Personal Identifiable Information
Language detects, classifies and provides options to de-identify personal identifiable information (PII) in unstructured text.
Use Cases
- Detecting and curating private information in user feedback
-
Many organizations collect user feedback is collected through various channels such as product reviews, return requests, support tickets, and feedback forums. You can use Language PII detection service for automatic detection of PII entities to not only proactively warn, but also anonymize before storing posted feedback. Using the automatic detection of PII entities you can proactively warn users about sharing private data, and applications to implement measures such as storing masked data.

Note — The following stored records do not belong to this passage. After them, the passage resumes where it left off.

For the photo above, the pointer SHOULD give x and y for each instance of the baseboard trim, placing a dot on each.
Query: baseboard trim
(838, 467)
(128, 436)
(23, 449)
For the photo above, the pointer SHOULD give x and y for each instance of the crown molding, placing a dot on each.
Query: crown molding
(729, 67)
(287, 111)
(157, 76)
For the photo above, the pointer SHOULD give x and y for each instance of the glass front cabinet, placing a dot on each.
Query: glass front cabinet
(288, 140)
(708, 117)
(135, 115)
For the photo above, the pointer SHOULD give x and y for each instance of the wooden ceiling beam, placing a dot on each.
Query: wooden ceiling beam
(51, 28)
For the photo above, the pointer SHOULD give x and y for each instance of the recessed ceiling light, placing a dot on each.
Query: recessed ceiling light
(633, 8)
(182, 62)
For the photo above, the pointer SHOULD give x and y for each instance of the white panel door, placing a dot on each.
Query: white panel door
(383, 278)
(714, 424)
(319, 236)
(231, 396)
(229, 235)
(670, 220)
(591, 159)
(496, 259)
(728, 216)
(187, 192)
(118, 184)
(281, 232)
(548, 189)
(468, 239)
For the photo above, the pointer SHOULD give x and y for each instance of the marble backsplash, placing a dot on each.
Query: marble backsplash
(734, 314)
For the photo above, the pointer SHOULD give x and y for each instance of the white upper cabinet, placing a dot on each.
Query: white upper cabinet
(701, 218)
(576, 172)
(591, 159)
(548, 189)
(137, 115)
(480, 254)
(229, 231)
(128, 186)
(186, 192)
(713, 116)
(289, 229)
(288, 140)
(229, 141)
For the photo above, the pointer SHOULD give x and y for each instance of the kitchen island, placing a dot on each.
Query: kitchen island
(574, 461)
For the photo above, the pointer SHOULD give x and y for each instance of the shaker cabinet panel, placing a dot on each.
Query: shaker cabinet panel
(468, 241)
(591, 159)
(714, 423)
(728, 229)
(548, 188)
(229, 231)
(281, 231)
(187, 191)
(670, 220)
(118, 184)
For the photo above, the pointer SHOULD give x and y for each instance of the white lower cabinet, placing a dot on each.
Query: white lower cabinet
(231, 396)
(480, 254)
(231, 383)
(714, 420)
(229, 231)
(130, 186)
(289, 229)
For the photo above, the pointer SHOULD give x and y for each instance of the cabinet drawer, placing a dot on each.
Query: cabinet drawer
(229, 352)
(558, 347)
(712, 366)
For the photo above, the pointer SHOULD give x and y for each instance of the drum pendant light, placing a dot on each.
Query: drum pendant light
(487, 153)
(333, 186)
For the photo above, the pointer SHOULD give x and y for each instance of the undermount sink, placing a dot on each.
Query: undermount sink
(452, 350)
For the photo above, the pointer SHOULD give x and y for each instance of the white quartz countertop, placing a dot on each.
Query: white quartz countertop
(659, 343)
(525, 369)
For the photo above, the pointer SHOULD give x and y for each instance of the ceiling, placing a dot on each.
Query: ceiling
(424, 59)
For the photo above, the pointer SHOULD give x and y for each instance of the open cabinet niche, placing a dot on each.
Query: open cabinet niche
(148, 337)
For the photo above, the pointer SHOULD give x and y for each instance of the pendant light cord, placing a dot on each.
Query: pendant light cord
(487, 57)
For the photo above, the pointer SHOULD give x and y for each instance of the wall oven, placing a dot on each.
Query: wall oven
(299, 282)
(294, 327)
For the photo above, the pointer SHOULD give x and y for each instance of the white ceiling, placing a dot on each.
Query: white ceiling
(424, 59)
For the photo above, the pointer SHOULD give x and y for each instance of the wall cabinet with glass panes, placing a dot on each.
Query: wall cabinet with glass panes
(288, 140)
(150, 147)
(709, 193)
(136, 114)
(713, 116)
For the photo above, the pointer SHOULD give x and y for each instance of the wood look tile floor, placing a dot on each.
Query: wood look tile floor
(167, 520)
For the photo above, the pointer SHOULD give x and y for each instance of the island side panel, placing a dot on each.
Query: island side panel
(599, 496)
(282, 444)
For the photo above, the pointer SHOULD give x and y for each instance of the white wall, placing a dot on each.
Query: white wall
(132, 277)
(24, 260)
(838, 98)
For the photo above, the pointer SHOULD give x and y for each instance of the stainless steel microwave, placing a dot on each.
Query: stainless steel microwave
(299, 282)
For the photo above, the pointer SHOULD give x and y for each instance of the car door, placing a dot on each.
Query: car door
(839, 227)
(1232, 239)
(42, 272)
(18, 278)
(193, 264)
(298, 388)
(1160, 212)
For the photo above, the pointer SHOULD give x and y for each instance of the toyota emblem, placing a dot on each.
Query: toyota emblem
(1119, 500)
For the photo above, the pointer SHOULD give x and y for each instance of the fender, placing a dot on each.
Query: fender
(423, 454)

- Scanning object storage for presence of sensitive data
-
Cloud storage solutions such as OCI Object Storage are widely used by employees to store business documents in the locations either locally controlled or shared by many teams. Ensuring that such shared locations don't store private information such as employee names, demographics and payroll information requires automatic scanning of all the documents for presence of PII. The OCI Language PII model provides batch API to process many text documents at scale for processing data at scale.
Supported Entities
The following table describes the different entities that PII can extract.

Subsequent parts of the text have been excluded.